Audio, You are missing the point. When the input is at 2.7 V, the voltage across the Zener (or LED) will be 5 - 2.7 = 2.3V.
Thus a 3.3 V Zener would have only a small current through it. As I said in the previous post, low voltage zeners do not have a sharp "knee" so that I why I prefer the LED solution.
I suggest you do a switcherCAD simulation (as I did).
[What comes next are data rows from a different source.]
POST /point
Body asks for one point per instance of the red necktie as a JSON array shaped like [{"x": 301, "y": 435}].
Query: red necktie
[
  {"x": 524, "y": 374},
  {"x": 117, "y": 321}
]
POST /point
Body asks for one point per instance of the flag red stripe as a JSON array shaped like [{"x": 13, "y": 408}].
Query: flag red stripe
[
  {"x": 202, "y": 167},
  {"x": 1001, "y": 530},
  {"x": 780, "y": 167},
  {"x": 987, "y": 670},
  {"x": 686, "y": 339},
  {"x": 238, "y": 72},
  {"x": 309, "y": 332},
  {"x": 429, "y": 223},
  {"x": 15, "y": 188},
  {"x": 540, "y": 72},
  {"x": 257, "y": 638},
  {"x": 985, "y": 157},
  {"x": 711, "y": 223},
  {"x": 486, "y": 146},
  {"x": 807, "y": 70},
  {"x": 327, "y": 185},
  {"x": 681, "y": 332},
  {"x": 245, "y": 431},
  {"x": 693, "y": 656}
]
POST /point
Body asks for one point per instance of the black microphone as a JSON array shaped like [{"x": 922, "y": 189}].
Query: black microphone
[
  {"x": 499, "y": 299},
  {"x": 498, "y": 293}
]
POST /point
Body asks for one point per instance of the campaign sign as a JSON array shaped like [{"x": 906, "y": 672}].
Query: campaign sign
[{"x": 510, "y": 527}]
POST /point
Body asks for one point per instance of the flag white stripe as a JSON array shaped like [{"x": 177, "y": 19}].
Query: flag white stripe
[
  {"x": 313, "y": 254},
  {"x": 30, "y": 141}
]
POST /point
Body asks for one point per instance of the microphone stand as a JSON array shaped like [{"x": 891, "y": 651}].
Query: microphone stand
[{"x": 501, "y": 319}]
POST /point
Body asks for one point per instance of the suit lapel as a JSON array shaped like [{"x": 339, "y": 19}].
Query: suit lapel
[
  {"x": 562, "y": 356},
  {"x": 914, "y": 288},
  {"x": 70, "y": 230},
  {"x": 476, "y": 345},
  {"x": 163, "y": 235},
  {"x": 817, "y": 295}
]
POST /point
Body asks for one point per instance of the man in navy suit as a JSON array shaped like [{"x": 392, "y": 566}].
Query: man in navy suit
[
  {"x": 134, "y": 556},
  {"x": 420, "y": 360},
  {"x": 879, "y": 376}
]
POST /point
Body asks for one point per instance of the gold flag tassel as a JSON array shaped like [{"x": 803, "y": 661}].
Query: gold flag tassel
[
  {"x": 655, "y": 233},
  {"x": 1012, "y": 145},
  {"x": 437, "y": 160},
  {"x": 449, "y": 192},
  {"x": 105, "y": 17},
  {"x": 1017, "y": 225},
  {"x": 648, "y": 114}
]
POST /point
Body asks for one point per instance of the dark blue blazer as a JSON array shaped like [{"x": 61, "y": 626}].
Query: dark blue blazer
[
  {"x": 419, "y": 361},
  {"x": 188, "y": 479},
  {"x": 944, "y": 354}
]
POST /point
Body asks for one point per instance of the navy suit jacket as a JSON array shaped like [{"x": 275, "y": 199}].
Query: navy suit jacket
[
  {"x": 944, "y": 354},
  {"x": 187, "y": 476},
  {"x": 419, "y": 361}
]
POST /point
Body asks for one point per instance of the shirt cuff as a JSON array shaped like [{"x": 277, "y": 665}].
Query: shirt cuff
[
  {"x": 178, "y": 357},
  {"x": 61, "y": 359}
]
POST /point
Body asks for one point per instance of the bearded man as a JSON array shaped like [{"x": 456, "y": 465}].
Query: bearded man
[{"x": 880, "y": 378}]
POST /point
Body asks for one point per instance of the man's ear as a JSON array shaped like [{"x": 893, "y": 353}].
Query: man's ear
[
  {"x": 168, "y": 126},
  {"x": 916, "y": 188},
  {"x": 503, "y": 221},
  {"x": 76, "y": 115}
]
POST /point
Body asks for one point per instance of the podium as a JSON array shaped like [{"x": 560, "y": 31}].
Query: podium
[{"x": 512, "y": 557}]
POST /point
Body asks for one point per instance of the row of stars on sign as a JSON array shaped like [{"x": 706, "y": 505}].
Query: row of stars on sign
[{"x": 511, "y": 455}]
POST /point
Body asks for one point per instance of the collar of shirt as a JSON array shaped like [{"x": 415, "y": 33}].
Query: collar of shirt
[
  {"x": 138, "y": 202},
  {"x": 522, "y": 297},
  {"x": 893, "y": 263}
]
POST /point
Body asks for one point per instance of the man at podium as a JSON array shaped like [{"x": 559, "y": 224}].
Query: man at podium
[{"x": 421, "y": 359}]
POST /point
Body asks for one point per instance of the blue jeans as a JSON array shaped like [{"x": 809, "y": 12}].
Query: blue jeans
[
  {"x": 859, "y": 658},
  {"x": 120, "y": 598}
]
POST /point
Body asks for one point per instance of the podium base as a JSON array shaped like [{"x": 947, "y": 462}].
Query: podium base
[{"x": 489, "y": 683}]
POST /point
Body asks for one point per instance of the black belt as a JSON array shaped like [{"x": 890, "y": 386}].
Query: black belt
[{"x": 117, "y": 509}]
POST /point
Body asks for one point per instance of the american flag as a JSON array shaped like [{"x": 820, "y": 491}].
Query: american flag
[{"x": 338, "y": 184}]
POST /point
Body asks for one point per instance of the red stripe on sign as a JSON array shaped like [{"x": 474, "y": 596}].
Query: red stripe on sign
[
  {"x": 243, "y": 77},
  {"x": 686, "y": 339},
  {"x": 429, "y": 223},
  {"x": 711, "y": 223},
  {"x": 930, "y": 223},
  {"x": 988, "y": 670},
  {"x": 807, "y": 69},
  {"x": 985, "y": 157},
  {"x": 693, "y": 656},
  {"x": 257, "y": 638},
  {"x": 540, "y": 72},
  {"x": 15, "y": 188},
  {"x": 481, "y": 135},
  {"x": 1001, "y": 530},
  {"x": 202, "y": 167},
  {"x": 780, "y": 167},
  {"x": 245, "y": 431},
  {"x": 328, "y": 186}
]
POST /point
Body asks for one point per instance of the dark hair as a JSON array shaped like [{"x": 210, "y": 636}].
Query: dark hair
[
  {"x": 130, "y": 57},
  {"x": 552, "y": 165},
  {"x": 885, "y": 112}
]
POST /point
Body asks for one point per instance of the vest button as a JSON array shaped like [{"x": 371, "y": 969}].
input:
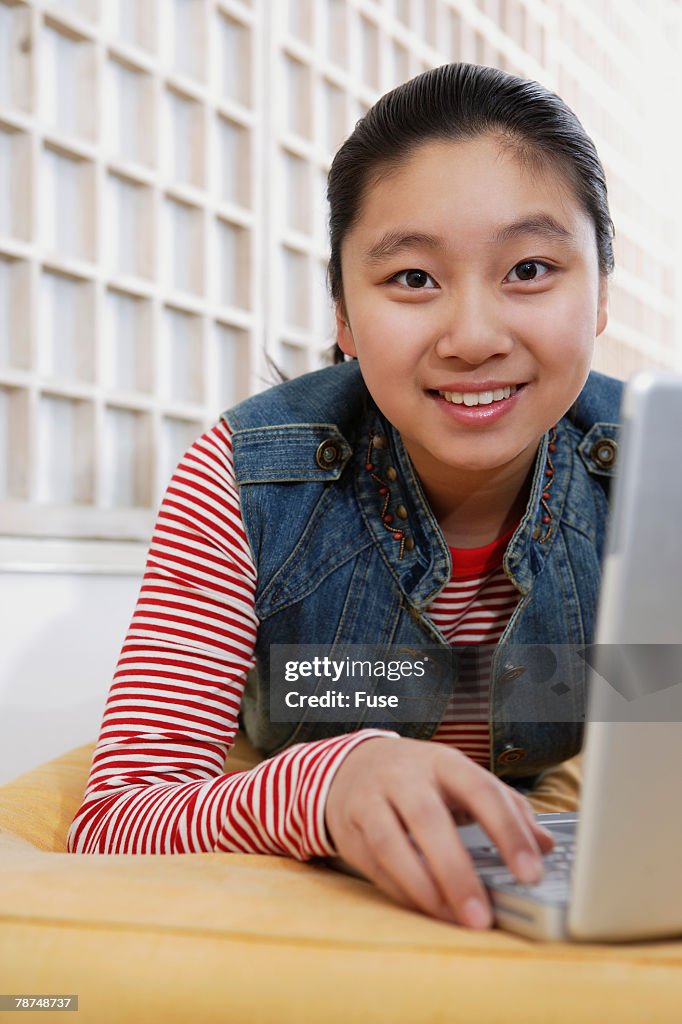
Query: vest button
[
  {"x": 328, "y": 454},
  {"x": 604, "y": 452},
  {"x": 511, "y": 755},
  {"x": 511, "y": 674}
]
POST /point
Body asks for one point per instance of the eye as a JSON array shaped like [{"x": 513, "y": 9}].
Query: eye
[
  {"x": 528, "y": 270},
  {"x": 416, "y": 280}
]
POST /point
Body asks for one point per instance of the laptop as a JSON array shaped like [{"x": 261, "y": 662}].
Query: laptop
[{"x": 615, "y": 872}]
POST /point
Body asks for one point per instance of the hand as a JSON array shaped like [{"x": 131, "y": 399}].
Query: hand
[{"x": 392, "y": 812}]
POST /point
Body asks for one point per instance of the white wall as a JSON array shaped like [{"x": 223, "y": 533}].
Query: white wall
[{"x": 60, "y": 639}]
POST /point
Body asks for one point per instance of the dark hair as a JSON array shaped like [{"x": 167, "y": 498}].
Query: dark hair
[{"x": 462, "y": 101}]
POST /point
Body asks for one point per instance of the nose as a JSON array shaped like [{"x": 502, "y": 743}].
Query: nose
[{"x": 471, "y": 327}]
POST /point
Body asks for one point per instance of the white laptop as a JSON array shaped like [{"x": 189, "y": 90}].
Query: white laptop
[{"x": 615, "y": 872}]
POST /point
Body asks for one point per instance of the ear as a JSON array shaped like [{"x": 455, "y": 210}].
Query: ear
[
  {"x": 344, "y": 336},
  {"x": 602, "y": 304}
]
With 2 red LEDs or a single blue one, the collector current is <1uA when the input is at 2.7V.
I would vote for the "non-inverting" circuit suggested by Ron as it can provide the near 0-5V drive signal to the P-ch MOSFET, resulting in the least Rds upon turn ON.
I would vote for the "non-inverting" circuit suggested by Ron as it can provide the near 0-5V drive signal to the P-ch MOSFET, resulting in the least Rds upon turn ON.
Yes, I agree provided that mitchjs is happy with a non inverting solution.
However, he specified that he wants the circuit respond to <1V, so Ron's circuit needs a diode or red LED in series with the base in order to ensure this.
And, as I told Ron in a PM, his other solution needs a diode in series with the base as Q1 will not be fully off at the specified 2.7V.
What I said is that low voltage Zeners don't have a sharp "knee" and I can't find a decent data sheet for a either a 2.7V or a 3.3V Zener so I can't calculate whether a Zener is adequate.
Also, my SwitcherCAD simulation software does not have a model for either of these Zener values, so I can't check it by simulation.
You also need to consider thermal effects. If the transisor is partially on at a temperature of say 20C, then it will be even worse at 30C since Vbe decreases with increasing temp.
However, I do have SwCAD models for both a red LED and a blue one. Both of these (ie. 2 red or 1 blue) give satisfactory operation.
That noninverting circuit I posted will work, after a fashion, if you adjust some of the resistor values. The problem is, it doesn't account for the resistance of the logic stage driving the input. It would be better to just use two inverters, as below. There are probably other solutions which are as good or better.